This activity is messy, but is great for outdoors because it washes off with water!
supplies: Long lengths of rope AND a predetermined track/course.
Divide your group into teams of at least five or more. The larger the team size, the more difficult it is. Tie the rope around the entire team at waist level. Put them on the obstacle course and turn them loose. Teams can be timed during their running of the course, or you can actually have a couple of teams race! The key is to work together as a team to accomplish a common goal.
supplies: open field, large pieces of cardboard (the bigger the better)
– Divide the children into groups or only have one group
– Each group will receive a large piece of cardboard
– There will be a starting line and a finish line.
The team is to get on their knees and be close together. Someone will place the cardboard on top of their backs (everyone’s back on the team should be touching the cardboard).

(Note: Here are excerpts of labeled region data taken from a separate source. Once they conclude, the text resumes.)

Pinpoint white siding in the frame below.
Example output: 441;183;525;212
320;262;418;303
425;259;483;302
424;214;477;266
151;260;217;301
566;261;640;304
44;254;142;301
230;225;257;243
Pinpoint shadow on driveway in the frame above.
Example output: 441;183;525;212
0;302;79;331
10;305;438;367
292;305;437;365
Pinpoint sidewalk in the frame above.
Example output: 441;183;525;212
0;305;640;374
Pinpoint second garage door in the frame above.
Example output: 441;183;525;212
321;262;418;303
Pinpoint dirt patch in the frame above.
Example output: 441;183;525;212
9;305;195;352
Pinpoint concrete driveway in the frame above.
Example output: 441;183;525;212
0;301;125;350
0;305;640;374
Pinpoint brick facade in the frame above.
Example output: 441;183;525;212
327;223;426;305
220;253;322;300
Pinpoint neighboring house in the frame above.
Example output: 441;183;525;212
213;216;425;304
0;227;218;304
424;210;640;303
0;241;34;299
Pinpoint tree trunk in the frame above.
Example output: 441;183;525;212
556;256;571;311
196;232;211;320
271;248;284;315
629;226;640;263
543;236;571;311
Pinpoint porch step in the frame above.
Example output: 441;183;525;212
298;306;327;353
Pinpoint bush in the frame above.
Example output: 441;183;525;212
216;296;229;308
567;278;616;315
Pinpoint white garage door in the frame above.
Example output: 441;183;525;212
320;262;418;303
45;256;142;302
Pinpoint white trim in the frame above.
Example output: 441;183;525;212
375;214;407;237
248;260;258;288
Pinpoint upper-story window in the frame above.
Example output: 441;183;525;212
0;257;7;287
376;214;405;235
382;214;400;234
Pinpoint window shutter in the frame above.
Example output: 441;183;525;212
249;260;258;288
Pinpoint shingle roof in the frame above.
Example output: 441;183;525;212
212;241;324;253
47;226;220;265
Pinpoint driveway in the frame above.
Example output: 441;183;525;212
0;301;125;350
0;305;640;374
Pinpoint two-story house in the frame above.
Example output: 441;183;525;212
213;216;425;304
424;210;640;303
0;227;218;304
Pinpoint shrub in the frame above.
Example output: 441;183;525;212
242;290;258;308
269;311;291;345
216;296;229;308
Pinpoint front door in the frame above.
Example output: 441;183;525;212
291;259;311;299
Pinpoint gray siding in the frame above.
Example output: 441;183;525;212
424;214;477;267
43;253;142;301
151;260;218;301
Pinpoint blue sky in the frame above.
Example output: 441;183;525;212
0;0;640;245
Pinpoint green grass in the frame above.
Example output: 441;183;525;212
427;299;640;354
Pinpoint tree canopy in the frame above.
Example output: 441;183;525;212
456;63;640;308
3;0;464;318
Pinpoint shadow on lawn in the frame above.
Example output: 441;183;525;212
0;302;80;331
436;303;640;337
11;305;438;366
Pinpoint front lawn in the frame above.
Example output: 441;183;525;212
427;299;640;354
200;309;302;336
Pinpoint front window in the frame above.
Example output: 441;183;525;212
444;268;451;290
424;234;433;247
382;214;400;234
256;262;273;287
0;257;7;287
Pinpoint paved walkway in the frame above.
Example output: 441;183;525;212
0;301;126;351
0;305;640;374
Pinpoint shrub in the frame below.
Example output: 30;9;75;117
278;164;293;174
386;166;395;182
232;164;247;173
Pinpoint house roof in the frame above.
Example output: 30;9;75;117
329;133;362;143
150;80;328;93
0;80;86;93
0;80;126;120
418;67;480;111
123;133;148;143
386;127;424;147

They are to crawl together and have the whole team cross the finish line with the cardboard shell still on their backs. Option: The teams can paint their shells before the big challenge.
supplies: rocks, four buckets or similar containers, masking tape or cones
Preparation: Place an equal number of rocks in two buckets. Use masking tape or cones to set up a start and finish line about twenty feet apart. Place the two buckets containing the rocks at the start line and the two empty buckets at the finish line.
Divide the group into two teams of equal players. Have children play the game according to the following rules:
– Divide each team in half and have one half form a line at the start line and the other half form a line at the finish line.
– The relay begins with the first player of each team at the start line.
– On the “go” signal, the first player carries the bucket of rocks to the finish line, transfers the rocks, one at a time, to the empty bucket, and returns to the start line with the empty bucket.
– The first player in line at the finish line carries the bucket to the start line, transfers the rocks, one at a time, to the empty bucket, and returns to the finish line with the empty bucket.
– The next player in line at the start line takes a turn completing the relay, followed by the next player in line at the finish line.
– Continue play in this manner until all players have a chance to participate.
– The first team to have all players complete the relay wins.
Variation: Add obstacles or additional actions to the relay. For example, have children stop between the start and finish line, put the bucket on the ground, and do five jumping jacks before continuing. Another example is to place a chair in the middle of the relay path, have players set the bucket on the ground, sit on the chair, and sing
“Happy Birthday” to the bucket of rocks before continuing.
Be sure to fill the bucket with rocks whose weight and size are appropriate for children to carry.
The students can go from location to location (distance to be determined) completing tasks based on math, reading, spelling, science, and social science. Of course the tasks would vary based on grade level/ability.
Here are examples of a task for each subject area:
– Math (5-7th grade): Students would have to find ALL the different ways to make the product 12, 24, 48, etc.
– Reading (5-7th grade): Students would have to read a short story, then put events from the story in order of occurrence.
– Spelling (5-7th grade): Students are told a spelling word, they have to look for all the letters needed to correctly spell the word and place in the letters in the correct order.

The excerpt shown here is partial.